Around that same time mid-last year, McDonald’s marketing execs were on a tour of sorts, meeting with content creators and creative teams at studios like Disney about the brand’s interest in participating in cultural moments beyond the typical product tie-in. That’s when the call from Marvel about Loki came in.

“We tend to embrace things like this,” says McDonald’s global chief marketing officer Morgan Flatley, “which we feel can be an opportunity for us to learn, especially because we felt that between Marvel and Loki, there was a real willingness to take their rabid fandom and mix it with a fan truth around McDonald’s and bring them together.”

 

The fan truth Flatley refers to is of McDonald’s as a congenial gathering place, a common experience for so many people. “Sylvie’s storyline perfectly aligned with how we think about our brand in terms of providing comfort and familiarity,” says Flatley.
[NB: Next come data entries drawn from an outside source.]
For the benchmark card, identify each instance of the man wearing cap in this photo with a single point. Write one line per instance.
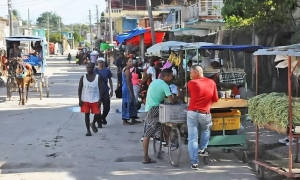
(105, 75)
(203, 92)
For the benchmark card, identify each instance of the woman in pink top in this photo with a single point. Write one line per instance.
(136, 75)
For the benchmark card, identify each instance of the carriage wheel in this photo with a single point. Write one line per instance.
(41, 90)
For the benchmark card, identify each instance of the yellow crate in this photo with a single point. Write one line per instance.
(232, 120)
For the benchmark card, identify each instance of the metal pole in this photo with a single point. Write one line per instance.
(48, 34)
(10, 17)
(151, 22)
(110, 22)
(59, 29)
(90, 16)
(98, 27)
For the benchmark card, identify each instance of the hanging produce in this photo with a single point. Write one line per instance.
(174, 59)
(265, 109)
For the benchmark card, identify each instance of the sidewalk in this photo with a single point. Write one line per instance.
(270, 150)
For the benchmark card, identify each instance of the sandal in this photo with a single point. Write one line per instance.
(150, 161)
(94, 128)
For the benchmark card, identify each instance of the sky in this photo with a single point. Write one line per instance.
(71, 11)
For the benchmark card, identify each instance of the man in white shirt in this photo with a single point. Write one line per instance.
(151, 70)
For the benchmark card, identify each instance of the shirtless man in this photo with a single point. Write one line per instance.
(89, 94)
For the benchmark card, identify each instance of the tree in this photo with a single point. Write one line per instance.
(268, 16)
(77, 37)
(54, 20)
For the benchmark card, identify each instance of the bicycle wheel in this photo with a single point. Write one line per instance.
(174, 146)
(157, 144)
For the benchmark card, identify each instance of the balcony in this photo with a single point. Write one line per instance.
(205, 9)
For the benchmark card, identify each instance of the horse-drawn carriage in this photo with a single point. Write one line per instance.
(26, 70)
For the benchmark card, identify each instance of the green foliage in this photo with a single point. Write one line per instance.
(54, 20)
(267, 15)
(273, 108)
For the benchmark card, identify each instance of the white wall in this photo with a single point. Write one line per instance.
(297, 13)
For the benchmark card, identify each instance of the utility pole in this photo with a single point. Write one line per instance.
(59, 29)
(28, 20)
(151, 22)
(110, 22)
(90, 17)
(73, 43)
(98, 25)
(10, 17)
(48, 34)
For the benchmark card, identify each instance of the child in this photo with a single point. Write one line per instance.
(89, 93)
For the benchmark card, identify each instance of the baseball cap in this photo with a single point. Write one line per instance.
(100, 59)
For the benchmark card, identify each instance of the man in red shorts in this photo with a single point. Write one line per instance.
(90, 93)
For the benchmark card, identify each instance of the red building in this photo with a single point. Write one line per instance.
(140, 5)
Familiarity is the key to the emotion of nostalgia and shelter that Wright was aiming for in the story.

That same familiarity is indicative of a brand so ubiquitous, it’s become a cultural touchpoint. Hence all the McDonald’s references in TV and movies. There’s a reason McDowell’s works as such a big bit in the classic comedy Coming to America. We all get it.

McDonald’s cultural self-awareness has been on full display since it rolled out its first Famous Order with Travis Scott back in 2020, and then extended to BTS, Mariah Carey, and more. These collaborations marked the first time the brand truly embraced its global pop-culture status in a creative and fun way that really leaned into fan service. 
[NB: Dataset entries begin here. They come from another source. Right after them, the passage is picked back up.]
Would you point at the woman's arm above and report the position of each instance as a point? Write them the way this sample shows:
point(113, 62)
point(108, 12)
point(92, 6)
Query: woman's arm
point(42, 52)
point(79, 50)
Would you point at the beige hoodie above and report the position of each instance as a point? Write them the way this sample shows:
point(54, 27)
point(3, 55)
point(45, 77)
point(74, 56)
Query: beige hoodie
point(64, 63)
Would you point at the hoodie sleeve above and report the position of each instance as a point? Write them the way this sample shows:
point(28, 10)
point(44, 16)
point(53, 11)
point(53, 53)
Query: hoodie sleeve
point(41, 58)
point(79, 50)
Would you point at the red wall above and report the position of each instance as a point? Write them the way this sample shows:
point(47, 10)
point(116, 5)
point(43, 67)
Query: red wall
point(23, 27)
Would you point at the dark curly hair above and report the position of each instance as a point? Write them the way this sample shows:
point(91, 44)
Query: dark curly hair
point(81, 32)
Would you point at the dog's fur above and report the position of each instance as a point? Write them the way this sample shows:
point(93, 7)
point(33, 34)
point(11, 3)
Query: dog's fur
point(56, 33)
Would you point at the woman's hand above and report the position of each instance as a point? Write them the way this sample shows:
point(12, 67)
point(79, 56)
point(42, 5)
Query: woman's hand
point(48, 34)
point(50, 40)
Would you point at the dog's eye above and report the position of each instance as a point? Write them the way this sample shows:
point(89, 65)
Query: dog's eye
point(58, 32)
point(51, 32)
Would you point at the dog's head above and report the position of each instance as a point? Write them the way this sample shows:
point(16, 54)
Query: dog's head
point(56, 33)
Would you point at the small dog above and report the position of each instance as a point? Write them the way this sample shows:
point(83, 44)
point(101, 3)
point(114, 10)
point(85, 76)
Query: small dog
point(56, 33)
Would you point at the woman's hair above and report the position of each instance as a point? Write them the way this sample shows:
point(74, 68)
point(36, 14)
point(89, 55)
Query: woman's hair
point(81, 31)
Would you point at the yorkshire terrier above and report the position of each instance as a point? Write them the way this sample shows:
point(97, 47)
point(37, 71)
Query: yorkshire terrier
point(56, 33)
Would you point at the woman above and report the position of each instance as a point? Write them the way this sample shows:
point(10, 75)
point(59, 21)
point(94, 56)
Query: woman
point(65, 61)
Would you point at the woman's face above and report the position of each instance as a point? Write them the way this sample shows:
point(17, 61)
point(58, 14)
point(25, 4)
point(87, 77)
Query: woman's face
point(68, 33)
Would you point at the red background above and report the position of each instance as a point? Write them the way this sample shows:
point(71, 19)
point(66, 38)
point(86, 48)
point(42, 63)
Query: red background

How Marvel officially added McDonalds to the MCU | DeviceDaily.com
[Image: McDonald’s]

Flatley says that while “As Featured In” has a laundry list of movie and TV appearances, the idea itself came out of the collaboration with Marvel. “Loki got us thinking about how our brand actually has all these moments across pop culture, and then looking at the reason why,” says Flatley. “It’s a really powerful shorthand for people coming together, for shared moments in our restaurants or over our food. McDonald’s has appeared over all this work globally because of that shorthand and the iconic nature of the brand.”

How Marvel officially added McDonalds to the MCU | DeviceDaily.com
[Image: McDonald’s]

That all sounds great, but many brands get nervous or overprotective when they aren’t in full control of the creative. Not that long ago, McDonald’s was among them. The success of Famous Orders, allowing artists and partners like Cactus Plant Flea Market to play with its brand logos and characters, and the passionate response from fans—along with the sold-out merch and boosted sales—has given Flatley and the brand more confidence than ever in what she calls “sharing the pen.”
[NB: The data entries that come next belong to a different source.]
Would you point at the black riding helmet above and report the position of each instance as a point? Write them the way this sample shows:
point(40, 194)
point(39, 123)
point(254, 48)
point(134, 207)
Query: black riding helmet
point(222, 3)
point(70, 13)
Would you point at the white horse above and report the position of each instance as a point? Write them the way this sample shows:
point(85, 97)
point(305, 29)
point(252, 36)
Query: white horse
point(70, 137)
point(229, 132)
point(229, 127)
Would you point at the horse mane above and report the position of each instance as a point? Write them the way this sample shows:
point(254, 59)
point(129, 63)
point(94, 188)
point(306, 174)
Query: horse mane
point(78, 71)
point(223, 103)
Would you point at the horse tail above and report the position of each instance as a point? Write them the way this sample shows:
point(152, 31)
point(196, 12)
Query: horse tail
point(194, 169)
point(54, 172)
“I’ve become a big believer that if we lean into the right kind of creators in the right cultural phenomenon, and loosen some of our control on the brand, magic will happen,” says Flatley. “A few years ago, I don’t know that we would have felt as comfortable handing over key aspects of our brand to be part of a storyline like this, but today we’re really aware of the authenticity of our brand and the role that it can play.”

Wright is very familiar with the pitfalls of ill-conceived brand partnerships, and the impact they can have. “Wayne’s World was making fun of this stuff 30 years ago,” says Wright. “When it’s done poorly, it looks like business not driven by story. I don’t think that was ever a concern for us, mainly because we knew it was being driven by our story, and the more McDonald’s partnered with us, the better we were able to service the story.”

Multiversal marketing? Let’s see McDowell’s try that.